El Director Adjunto Operativo (DAO) de la Policía Nacional, José Ángel González Jiménez, se enfrenta a una grave querella por agresión sexual que saca a la luz una presunta campaña de acoso sistemático contra la víctima. Los hechos, que habrían comenzado el 23 de abril de 2025, incluyen múltiples llamadas, mensajes con descalificaciones y el uso de la superioridad jerárquica institucional para intentar frenar la denuncia judicial.
El inicio del acoso: «Estás gilipollas» o «borrica»
Según el escrito presentado en el juzgado, la misma tarde del supuesto asalto, el mando policial inició una intensa «campaña sistemática, obsesiva e intensiva de acoso telefónico». En apenas un breve intervalo, la agente denunciante recibió hasta 17 llamadas que decidió no contestar.
Ante el silencio, el DAO supuestamente recurrió a los mensajes de texto, profiriendo insultos como «estás gilipollas» o «borrica». Según la querella, el investigado intentaba invertir los papeles para presentarse como la parte perjudicada, ante lo cual la agente marcó distancia con un mensaje tajante: «Ha traspasado una línea roja».
Uso de terminales oficiales y amenazas veladas
La presión no cesó en los días posteriores.
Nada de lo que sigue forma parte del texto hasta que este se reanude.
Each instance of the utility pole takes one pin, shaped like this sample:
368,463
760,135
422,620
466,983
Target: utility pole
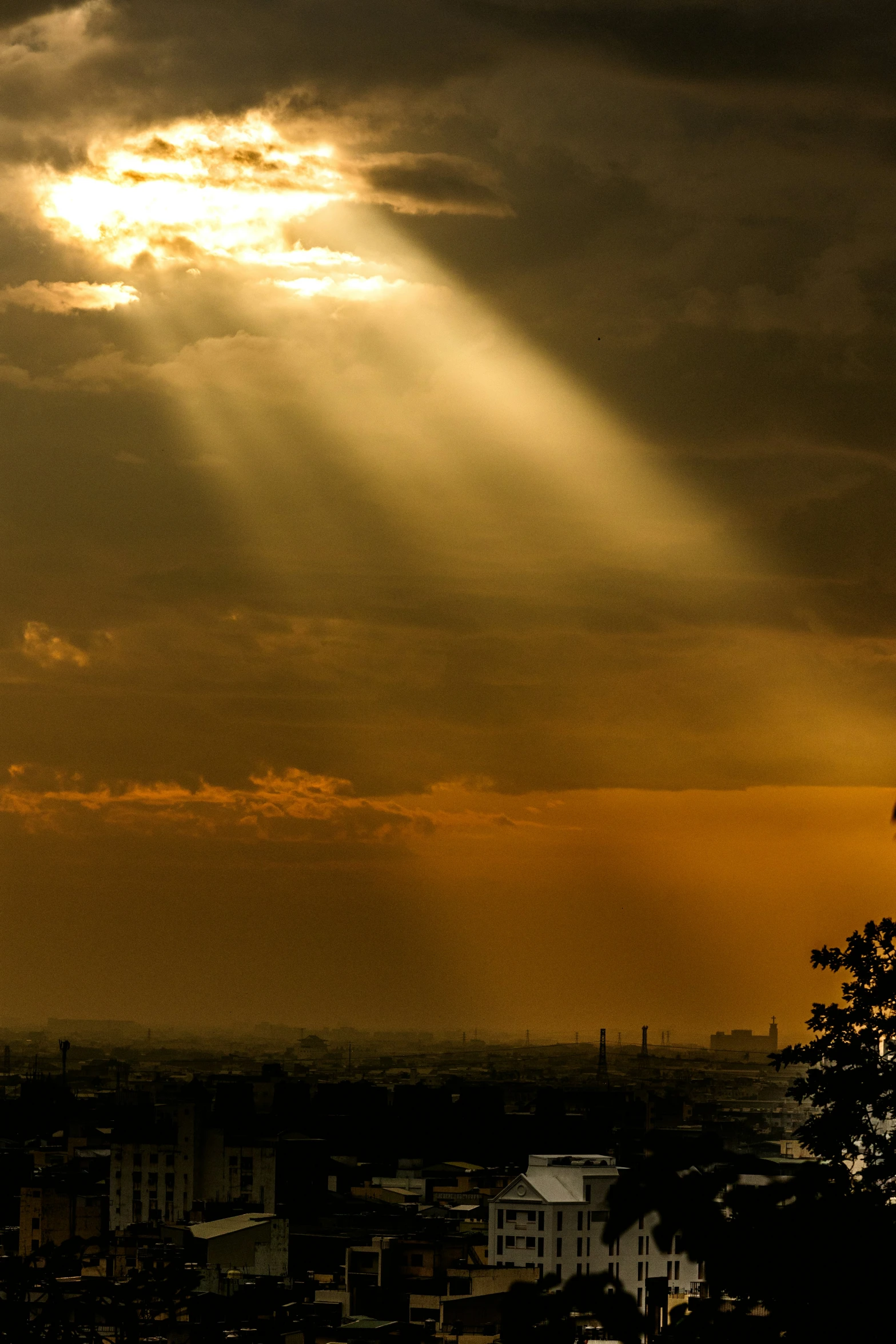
604,1076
Al día siguiente, el investigado habría utilizado terminales oficiales vinculados a su despacho para sortear el bloqueo telefónico de la víctima, evidenciando, según la denuncia, una clara intención de contactar con ella a toda costa.
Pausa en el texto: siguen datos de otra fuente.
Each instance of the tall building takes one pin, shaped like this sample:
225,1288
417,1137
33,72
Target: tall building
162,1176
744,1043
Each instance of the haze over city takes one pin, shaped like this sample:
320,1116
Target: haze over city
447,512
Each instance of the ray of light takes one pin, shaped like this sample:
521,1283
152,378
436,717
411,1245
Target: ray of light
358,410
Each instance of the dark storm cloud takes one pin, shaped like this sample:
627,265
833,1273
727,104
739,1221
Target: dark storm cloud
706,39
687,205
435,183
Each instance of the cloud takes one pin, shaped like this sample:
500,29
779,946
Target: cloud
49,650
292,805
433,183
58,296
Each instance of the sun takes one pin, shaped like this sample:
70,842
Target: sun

Semanas después, el 22 de mayo, el querellado logró hablar telefónicamente con la agente. Durante la conversación, inicialmente negó los hechos para después minimizarlos argumentando: «Antes nunca había pasado, el que me negaras el sexo». A esto se sumaron nuevas descalificaciones («Vete a la mierda. Me arrepiento de haberte conocido») e insinuaciones sobre su futuro profesional: «Ven a verme a ver qué te puedo dar».
Un presunto intento de soborno a través de un tercero
La querella también salpica al entorno directo del DAO. En el mes de julio, el comisario y asesor directo del mando, Óscar San Juan González, se habría puesto en contacto con la víctima proponiéndole que eligiera el destino laboral que deseara y se lo comunicara por WhatsApp.
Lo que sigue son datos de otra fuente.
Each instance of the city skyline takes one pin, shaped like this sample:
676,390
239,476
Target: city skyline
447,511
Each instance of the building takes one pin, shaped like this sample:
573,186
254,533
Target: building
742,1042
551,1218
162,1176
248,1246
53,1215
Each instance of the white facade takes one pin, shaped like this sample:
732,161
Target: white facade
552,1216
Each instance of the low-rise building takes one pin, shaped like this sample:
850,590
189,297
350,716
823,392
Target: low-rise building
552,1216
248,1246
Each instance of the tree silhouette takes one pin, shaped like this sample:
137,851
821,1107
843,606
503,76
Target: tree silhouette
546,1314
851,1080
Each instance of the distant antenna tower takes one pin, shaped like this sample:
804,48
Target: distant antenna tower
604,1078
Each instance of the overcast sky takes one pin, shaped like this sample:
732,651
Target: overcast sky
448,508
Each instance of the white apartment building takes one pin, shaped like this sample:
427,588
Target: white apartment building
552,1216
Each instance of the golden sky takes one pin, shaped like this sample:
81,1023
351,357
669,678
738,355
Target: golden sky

Este movimiento es interpretado en el escrito judicial como un claro intento de coacción mediante una «compensación laboral» para tapar el escándalo público. La agente, que advirtió que lo sucedido tendría consecuencias, rechazó la oferta de forma rotunda: «NO CONTESTO A SU PROPOSICIÓN».
Devastadoras secuelas psicológicas y abuso de poder
El impacto en la salud de la denunciante ha sido severo. Tras intentar reincorporarse a un nuevo puesto en Madrid en julio, tuvo que abandonar su despacho comunicando que no se encontraba «en condiciones de trabajar por salud mental».
Actualmente permanece de baja, diagnosticada con un «trastorno ansiosodepresivo reactivo a agresión sexual». El parte médico detalla que sufre crisis de ansiedad, insomnio, pensamientos intrusivos sobre la agresión y un estado de alerta constante.
El documento judicial concluye que la conducta del ‘número dos’ de la Policía se basó en el aprovechamiento sistemático y deliberado de su posición de poder y de los medios públicos, generando en la víctima un profundo temor a sufrir represalias profesionales y un grave estado de vulnerabilidad psicológica.